Precision filtering with chain-of-thought reasoning
High recall in earlier stages results in massive noise; manual filtering is infeasible at scale (108K papers).
Use LLMs with chain-of-thought reasoning and expert-informed prompts to classify papers by title/abstract only.
Does the abstract mention biological aging or related theories?
Are specific aging theories or mechanisms explicitly discussed?

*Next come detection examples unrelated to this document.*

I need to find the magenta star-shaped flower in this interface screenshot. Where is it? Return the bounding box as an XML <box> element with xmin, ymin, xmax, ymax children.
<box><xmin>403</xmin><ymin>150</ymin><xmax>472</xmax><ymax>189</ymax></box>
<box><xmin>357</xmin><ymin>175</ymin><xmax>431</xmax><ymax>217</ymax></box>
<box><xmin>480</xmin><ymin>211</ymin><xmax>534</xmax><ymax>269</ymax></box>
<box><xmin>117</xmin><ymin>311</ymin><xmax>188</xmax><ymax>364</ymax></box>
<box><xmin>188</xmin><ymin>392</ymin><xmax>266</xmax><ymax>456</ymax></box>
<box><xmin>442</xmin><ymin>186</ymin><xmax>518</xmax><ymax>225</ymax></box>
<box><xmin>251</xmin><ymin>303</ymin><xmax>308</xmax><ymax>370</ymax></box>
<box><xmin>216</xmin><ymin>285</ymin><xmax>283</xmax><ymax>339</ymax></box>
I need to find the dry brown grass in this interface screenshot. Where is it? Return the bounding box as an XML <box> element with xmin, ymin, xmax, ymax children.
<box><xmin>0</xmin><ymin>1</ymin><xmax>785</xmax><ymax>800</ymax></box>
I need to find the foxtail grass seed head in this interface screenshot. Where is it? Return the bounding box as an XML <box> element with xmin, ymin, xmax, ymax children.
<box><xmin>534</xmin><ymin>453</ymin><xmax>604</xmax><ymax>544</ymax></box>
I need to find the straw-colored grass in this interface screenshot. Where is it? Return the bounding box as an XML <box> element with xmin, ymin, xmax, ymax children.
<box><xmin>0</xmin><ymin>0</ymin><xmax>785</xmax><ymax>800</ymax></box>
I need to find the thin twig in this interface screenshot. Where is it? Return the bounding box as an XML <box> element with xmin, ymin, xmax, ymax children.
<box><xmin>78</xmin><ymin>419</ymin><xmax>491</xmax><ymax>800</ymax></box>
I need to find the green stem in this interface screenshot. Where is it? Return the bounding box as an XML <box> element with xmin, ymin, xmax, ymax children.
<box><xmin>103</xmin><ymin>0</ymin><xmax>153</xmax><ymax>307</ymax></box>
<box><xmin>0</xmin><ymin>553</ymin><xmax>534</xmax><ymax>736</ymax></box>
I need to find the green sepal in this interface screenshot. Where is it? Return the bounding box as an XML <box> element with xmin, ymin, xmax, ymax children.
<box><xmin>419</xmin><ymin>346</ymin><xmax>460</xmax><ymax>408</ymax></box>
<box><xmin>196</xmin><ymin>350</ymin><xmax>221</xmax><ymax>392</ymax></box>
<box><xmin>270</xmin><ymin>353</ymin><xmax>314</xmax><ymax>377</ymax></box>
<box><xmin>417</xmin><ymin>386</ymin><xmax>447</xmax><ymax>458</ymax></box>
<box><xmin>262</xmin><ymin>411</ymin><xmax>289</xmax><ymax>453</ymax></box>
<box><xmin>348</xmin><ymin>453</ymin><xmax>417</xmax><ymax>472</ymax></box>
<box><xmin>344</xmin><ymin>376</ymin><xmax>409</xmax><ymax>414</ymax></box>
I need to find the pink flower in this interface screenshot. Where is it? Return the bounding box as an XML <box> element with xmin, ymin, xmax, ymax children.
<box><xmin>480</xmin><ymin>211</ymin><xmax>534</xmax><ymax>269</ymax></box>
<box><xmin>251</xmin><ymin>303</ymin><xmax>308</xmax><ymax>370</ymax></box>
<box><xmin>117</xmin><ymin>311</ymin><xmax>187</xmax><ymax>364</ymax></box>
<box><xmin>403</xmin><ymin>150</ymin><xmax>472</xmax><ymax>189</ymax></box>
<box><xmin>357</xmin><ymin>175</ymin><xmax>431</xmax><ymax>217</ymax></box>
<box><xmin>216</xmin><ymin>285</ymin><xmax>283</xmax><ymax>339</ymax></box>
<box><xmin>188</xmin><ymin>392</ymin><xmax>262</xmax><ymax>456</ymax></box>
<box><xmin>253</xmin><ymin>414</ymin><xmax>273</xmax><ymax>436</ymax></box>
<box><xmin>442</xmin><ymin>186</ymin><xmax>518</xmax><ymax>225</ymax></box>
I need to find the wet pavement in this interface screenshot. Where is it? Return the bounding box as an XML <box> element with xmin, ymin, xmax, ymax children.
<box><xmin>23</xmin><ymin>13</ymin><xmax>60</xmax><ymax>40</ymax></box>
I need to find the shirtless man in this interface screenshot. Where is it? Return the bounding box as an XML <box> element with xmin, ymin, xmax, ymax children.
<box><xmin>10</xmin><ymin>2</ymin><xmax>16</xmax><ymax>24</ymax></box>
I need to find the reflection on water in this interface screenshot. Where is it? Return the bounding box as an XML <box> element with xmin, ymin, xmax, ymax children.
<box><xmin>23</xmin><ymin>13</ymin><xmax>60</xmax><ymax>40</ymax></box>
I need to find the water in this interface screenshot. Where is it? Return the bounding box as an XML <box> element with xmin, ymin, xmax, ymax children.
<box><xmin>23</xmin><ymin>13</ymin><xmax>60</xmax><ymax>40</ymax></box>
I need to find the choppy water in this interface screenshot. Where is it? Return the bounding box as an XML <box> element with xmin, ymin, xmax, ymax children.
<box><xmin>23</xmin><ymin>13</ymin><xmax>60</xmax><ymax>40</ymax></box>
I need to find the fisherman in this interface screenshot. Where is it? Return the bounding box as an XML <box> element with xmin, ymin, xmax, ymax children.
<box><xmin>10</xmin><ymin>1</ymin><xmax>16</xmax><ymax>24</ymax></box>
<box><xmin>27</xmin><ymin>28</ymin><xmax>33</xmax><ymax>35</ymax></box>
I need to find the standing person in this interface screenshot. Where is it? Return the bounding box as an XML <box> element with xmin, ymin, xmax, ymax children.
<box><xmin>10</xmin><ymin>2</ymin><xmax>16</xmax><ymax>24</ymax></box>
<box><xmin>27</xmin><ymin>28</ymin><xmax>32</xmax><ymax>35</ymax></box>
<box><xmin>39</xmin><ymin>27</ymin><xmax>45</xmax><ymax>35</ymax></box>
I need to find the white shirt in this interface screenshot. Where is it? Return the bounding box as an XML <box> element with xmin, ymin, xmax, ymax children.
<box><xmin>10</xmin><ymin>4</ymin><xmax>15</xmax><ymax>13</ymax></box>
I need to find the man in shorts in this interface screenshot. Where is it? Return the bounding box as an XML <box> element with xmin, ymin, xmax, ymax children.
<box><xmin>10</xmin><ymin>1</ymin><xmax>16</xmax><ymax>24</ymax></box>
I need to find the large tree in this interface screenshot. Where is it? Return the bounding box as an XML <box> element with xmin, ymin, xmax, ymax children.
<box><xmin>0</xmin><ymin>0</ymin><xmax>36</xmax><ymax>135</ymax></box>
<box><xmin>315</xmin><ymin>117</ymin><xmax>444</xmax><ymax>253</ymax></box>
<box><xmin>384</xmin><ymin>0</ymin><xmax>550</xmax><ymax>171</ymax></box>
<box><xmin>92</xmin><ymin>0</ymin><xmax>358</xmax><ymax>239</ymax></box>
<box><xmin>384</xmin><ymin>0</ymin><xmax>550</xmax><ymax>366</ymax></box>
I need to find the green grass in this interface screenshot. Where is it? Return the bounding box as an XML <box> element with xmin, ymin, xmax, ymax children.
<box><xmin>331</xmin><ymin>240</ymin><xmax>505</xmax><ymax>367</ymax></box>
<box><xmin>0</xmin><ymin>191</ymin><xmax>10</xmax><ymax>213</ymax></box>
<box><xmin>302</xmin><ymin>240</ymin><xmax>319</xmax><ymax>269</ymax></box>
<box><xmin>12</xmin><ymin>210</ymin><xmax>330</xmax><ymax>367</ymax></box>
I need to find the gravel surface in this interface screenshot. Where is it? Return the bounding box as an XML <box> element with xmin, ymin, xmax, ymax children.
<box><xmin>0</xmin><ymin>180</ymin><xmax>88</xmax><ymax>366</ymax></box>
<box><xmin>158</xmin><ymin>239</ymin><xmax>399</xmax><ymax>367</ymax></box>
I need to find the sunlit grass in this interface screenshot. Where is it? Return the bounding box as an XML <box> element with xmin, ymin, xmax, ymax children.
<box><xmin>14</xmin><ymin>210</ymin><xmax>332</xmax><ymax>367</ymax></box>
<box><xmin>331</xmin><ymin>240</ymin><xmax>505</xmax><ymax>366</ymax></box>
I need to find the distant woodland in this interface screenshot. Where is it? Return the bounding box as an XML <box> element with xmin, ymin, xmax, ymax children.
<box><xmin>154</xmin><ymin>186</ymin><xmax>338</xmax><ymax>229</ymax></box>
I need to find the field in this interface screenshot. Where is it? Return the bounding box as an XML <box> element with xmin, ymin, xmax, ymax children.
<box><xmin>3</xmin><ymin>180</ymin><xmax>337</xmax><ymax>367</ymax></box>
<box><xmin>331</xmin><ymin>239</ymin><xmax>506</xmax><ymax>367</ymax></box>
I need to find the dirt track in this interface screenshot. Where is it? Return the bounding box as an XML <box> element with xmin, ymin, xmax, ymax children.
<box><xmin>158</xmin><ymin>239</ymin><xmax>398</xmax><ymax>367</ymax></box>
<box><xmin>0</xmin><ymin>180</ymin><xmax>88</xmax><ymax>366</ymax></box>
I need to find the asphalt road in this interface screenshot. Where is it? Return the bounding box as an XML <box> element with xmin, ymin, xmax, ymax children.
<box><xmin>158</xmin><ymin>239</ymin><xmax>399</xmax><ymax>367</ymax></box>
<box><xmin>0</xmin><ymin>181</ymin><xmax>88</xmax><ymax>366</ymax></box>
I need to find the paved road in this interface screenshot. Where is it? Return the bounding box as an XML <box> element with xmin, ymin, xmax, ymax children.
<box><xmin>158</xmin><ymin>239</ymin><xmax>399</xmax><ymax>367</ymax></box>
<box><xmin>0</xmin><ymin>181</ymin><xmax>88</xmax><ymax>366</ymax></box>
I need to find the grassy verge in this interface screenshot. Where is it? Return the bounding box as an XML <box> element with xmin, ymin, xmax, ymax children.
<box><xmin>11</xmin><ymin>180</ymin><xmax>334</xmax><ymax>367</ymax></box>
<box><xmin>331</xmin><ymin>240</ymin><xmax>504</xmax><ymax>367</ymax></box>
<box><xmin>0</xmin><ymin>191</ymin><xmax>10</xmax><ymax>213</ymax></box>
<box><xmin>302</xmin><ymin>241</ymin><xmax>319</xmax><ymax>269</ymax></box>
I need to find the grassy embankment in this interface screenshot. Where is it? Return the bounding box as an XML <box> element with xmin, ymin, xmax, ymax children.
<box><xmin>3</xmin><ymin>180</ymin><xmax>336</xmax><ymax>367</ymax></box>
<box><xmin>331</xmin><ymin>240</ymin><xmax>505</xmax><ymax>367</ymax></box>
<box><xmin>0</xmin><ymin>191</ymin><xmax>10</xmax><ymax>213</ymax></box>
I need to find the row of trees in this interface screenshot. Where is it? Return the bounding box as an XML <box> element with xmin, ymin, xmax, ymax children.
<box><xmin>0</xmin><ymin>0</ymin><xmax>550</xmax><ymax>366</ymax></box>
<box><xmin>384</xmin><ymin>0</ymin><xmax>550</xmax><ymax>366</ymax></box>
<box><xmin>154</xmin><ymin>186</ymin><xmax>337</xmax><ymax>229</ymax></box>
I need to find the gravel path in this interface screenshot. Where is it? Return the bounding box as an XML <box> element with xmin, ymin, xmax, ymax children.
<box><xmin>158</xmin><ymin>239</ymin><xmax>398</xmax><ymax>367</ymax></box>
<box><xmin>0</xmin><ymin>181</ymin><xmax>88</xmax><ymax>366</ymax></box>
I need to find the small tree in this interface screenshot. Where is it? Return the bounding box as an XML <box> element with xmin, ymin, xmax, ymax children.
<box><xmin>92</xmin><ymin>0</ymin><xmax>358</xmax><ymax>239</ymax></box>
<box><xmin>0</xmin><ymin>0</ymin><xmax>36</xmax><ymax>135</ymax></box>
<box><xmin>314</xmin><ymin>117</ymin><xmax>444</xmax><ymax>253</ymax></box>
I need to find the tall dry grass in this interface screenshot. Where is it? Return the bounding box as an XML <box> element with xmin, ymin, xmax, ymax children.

Filter out clinical trials, reviews without theory focus, purely intervention papers
Handle ambiguous cases: hallmarks papers, senolytic studies, evolutionary theories
Assign confidence level (high/medium/low) based on theory centrality
Output structured JSON: include/exclude/review + reasoning
72.2% noise reduction while maintaining high recall for true aging theory papers
Papers discussing "hallmarks of aging" are included only if they propose or test specific mechanistic theories, not just review existing hallmarks.
Intervention papers are included if they explicitly test or discuss underlying aging theories (e.g., cellular senescence theory), excluded if purely pharmacological.
Papers on evolutionary theories of aging (antagonistic pleiotropy, disposable soma) are always included, even if abstract is brief.
Reviews are included if they synthesize or compare theories; excluded if they only summarize empirical findings without theoretical framing.